The taxman is pedalling furiously in a bid to catch up with cycling’s ‘lycra luvvies’, the Midlands office of national audit, tax and advisory firm Crowe Clark Whitehill has warned.
It follows changes being introduced to salary sacrifice and flexible benefit schemes and means it could be a case of “on yer bike” for workers looking for a loan from their employer.
Paul Edwards (pictured), tax director at Crowe Clark Whitehill, said: “With people very much more conscious of fitness and health these days there has been something of a boom in numbers cycling to work.
“Also the salary sacrifice route for purchasing a bike has proved particularly popular, but the changes could cost employers more than they anticipated.”
The shake-up follows a European Court decision last year in a case against AstraZeneca.
In future, benefits provided in this way will be treated as potentially taxable supplies for VAT purposes. So, VAT will be due on cycle schemes – including any associated equipment – and on subsequent cycle disposals.
Mr Edwards said: “It remains to be seen what effect this imposition will have on cycle purchase schemes.
“It would be an unfortunate own goal if HM Revenue & Customs’ (HMRC) action caused a drop-off in interest and hence set back the government’s campaign to do something about obesity.
“Companies will need to review all existing benefits and consider who should meet any additional costs due – the employer or employees. If necessary, employers may wish to redesign scheme rules.”

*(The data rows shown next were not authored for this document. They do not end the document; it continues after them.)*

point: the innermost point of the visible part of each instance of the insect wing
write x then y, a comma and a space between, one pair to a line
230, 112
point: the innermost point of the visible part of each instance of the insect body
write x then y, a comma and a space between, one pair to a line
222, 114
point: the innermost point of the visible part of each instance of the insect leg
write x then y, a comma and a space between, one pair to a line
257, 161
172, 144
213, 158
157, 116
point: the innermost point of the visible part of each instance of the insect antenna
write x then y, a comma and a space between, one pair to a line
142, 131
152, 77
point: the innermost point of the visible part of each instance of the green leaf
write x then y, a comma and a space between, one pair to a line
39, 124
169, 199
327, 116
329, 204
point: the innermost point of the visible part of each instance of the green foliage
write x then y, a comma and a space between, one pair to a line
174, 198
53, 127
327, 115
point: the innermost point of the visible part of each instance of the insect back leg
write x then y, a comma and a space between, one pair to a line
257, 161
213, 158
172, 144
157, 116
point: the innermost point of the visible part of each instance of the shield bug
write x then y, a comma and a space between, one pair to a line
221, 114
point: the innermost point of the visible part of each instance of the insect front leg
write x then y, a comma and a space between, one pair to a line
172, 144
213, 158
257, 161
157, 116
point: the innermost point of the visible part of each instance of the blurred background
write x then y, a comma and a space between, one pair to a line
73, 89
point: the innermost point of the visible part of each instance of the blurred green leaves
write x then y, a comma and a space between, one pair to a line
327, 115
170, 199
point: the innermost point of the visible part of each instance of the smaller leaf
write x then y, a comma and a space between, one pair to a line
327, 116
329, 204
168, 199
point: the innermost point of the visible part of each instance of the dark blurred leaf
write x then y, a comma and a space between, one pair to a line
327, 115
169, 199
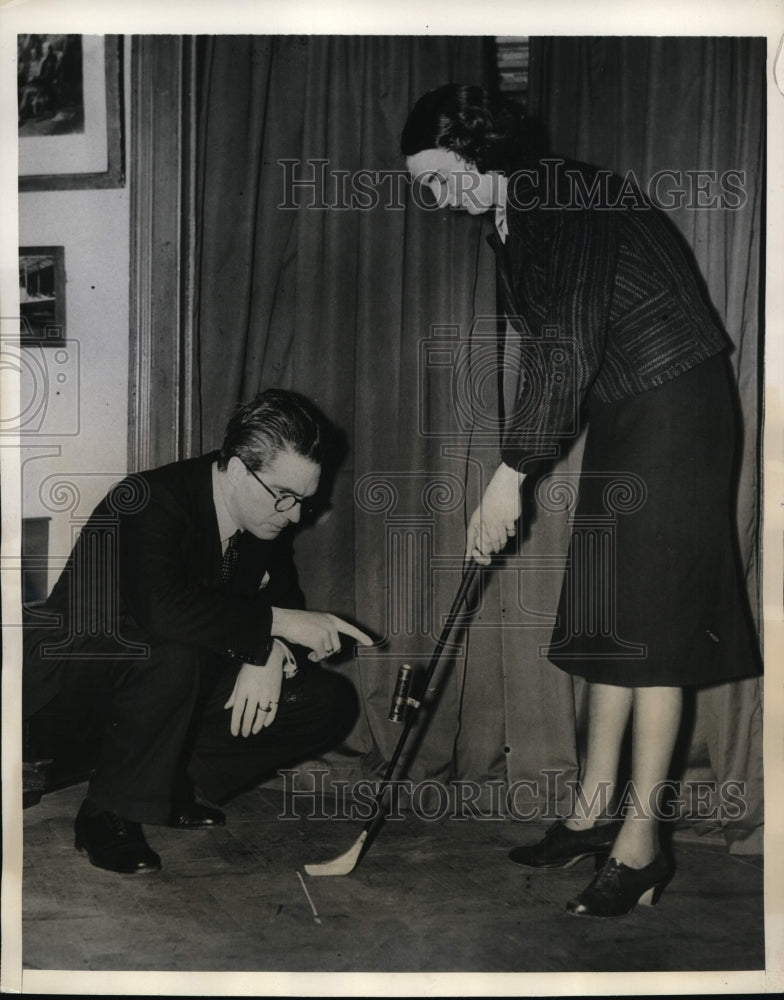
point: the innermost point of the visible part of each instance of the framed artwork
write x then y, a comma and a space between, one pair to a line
69, 112
42, 296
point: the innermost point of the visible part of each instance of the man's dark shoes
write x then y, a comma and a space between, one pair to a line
195, 816
113, 843
562, 847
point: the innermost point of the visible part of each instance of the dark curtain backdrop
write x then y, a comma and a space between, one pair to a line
369, 311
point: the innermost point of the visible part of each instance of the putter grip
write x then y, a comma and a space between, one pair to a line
397, 711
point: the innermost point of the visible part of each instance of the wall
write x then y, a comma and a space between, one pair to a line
79, 394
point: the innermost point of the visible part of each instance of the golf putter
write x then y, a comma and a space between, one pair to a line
347, 862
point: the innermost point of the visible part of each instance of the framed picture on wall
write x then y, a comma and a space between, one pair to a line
69, 112
42, 296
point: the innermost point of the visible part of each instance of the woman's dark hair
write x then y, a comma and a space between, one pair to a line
273, 421
491, 134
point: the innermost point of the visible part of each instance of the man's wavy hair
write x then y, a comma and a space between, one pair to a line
275, 420
489, 133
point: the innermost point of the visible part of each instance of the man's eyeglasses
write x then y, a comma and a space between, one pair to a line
284, 501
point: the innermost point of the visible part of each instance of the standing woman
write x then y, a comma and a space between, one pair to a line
584, 260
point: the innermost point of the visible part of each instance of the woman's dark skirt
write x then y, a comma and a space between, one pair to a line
652, 593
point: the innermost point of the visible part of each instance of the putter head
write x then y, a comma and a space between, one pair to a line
342, 865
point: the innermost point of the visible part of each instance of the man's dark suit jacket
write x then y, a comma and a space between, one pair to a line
146, 569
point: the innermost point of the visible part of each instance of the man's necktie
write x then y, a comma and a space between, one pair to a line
230, 557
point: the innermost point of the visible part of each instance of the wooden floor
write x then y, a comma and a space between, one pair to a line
427, 897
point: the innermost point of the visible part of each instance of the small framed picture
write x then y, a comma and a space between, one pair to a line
69, 112
42, 296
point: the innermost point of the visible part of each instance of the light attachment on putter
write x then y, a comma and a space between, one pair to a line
400, 699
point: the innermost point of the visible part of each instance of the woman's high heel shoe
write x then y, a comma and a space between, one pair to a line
562, 847
617, 889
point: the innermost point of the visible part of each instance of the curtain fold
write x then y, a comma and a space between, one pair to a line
686, 116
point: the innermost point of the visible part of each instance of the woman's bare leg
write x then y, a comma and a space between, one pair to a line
609, 707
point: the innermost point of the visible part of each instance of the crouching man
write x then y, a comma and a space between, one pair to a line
177, 630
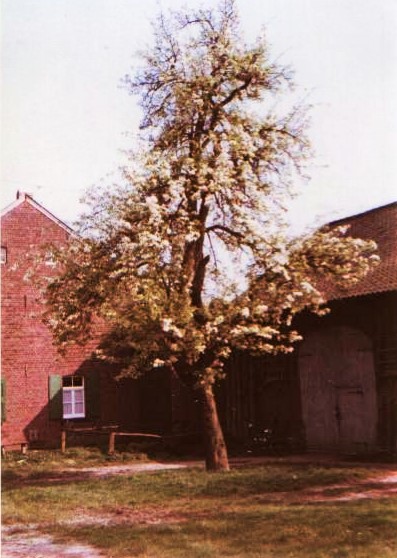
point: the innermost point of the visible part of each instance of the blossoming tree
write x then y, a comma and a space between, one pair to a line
188, 258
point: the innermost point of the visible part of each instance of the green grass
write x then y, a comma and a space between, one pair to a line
44, 463
190, 513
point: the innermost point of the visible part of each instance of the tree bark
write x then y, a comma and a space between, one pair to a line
216, 458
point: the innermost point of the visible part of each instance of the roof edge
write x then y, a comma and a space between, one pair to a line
24, 197
361, 214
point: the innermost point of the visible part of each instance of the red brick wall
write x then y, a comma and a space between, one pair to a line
28, 354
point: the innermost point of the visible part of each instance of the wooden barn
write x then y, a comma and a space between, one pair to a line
338, 390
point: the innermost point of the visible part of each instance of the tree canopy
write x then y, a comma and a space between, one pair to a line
189, 257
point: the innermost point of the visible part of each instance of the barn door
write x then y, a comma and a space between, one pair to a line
338, 390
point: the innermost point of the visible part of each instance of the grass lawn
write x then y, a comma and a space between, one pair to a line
192, 514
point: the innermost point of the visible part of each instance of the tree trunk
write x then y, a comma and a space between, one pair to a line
216, 458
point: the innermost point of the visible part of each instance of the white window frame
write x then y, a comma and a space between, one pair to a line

To give them time to make the necessary adjustments, HMRC will not require new arrangements to be accounted for until January 1. However, in the interim, it could affect contracts currently in place or which employees are about to sign.
Mr Edwards continued: “Let’s take the example of George who decided to have the loan of a bike retailing at £450, entering the employer’s scheme on June 1.
“His employer worked on the basis he could reclaim the VAT – reducing the cost to £375. This net amount is met under a salary sacrifice contract whereby George agrees to sacrifice £31.25 of his salary each month over a 12-month period. The VAT inclusive cost is £37.50 per month.
“However, George has agreed to a salary sacrifice of only £31.25, so the employer cannot take any more than that without making an unlawful deduction from wages. So, unless he agrees a new salary sacrifice arrangement with George, the employer can only deduct £31.25 and has to suffer the extra £6.25 per month due until the end of the contract.”
And much more than bikes are affected.
VAT will be due on the face value of any vouchers provided. It will not be due on childcare vouchers, although VAT incurred by employers on any administration fee will not be recoverable.
Education is exempt, so providing a member of staff with a free or discounted school place for their child will not attract VAT.
VAT will be due on free or subsidised meals, snacks or drinks where the employee pays for them under salary sacrifice or flexible benefits.
In general cars are not affected; neither are benefits provided to employees free of charge, for example medical insurance.
There is also no mention in HMRC’s guidance of pensions or annual leave, which, said Mr Edwards, conformed to the industry’s understanding that they remain unaffected, as no service is being provided.